In het volgende voorbeeld ziet u verschillende manieren waarop argumenten naar een params
parameter kunnen worden verzonden.
public static void ParamsModifierExample(params int[] list)
{
for (int i = 0; i < list.Length; i++)
{
System.Console.Write(list[i] + " ");
}
System.Console.WriteLine();
}
public static void ParamsModifierObjectExample(params object[] list)
{
for (int i = 0; i < list.Length; i++)
{
System.Console.Write(list[i] + " ");
}
System.Console.WriteLine();
}
public static void TryParamsCalls()
{
// You can send a comma-separated list of arguments of the
// specified type.
ParamsModifierExample(1, 2, 3, 4);
ParamsModifierObjectExample(1, 'a', "test");
// A params parameter accepts zero or more arguments.
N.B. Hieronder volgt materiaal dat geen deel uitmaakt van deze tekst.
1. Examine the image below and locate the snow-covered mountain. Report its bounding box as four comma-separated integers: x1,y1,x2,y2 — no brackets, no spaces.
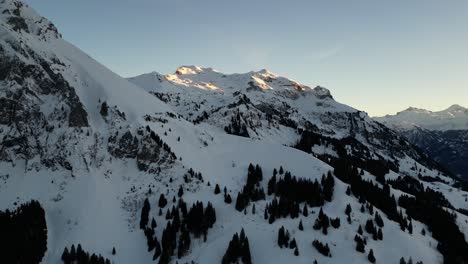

// The following calling statement displays only a blank line.
ParamsModifierObjectExample();
// An array argument can be passed, as long as the array
// type matches the parameter type of the method being called.
int[] myIntArray = { 5, 6, 7, 8, 9 };
ParamsModifierExample(myIntArray);
object[] myObjArray = { 2, 'b', "test", "again" };
ParamsModifierObjectExample(myObjArray);
// The following call causes a compiler error because the object
// array cannot be converted into an integer array.
//ParamsModifierExample(myObjArray);
// The following call does not cause an error, but the entire
// integer array becomes the first element of the params array.
ParamsModifierObjectExample(myIntArray);
}
/*
Output:
1 2 3 4
1 a test
5 6 7 8 9
2 b test again
System.Int32[]
*/
Overbelastingsresolutie kan dubbelzinnigheid veroorzaken wanneer het argument voor een params
parameter een verzamelingstype is. Het verzamelingstype van het argument moet worden omgezet in het verzamelingstype van de parameter. Wanneer verschillende overbelastingen betere conversies bieden voor die parameter, kan die methode beter zijn. Als het argument voor de params
parameter echter discrete elementen bevat of ontbreekt, zijn alle overbelastingen met verschillende params
parametertypen gelijk aan die parameter.
Zie de sectie over argumentlijsten in de C#-taalspecificatie voor meer informatie. De taalspecificatie is de definitieve bron voor de C#-syntaxis en het gebruik.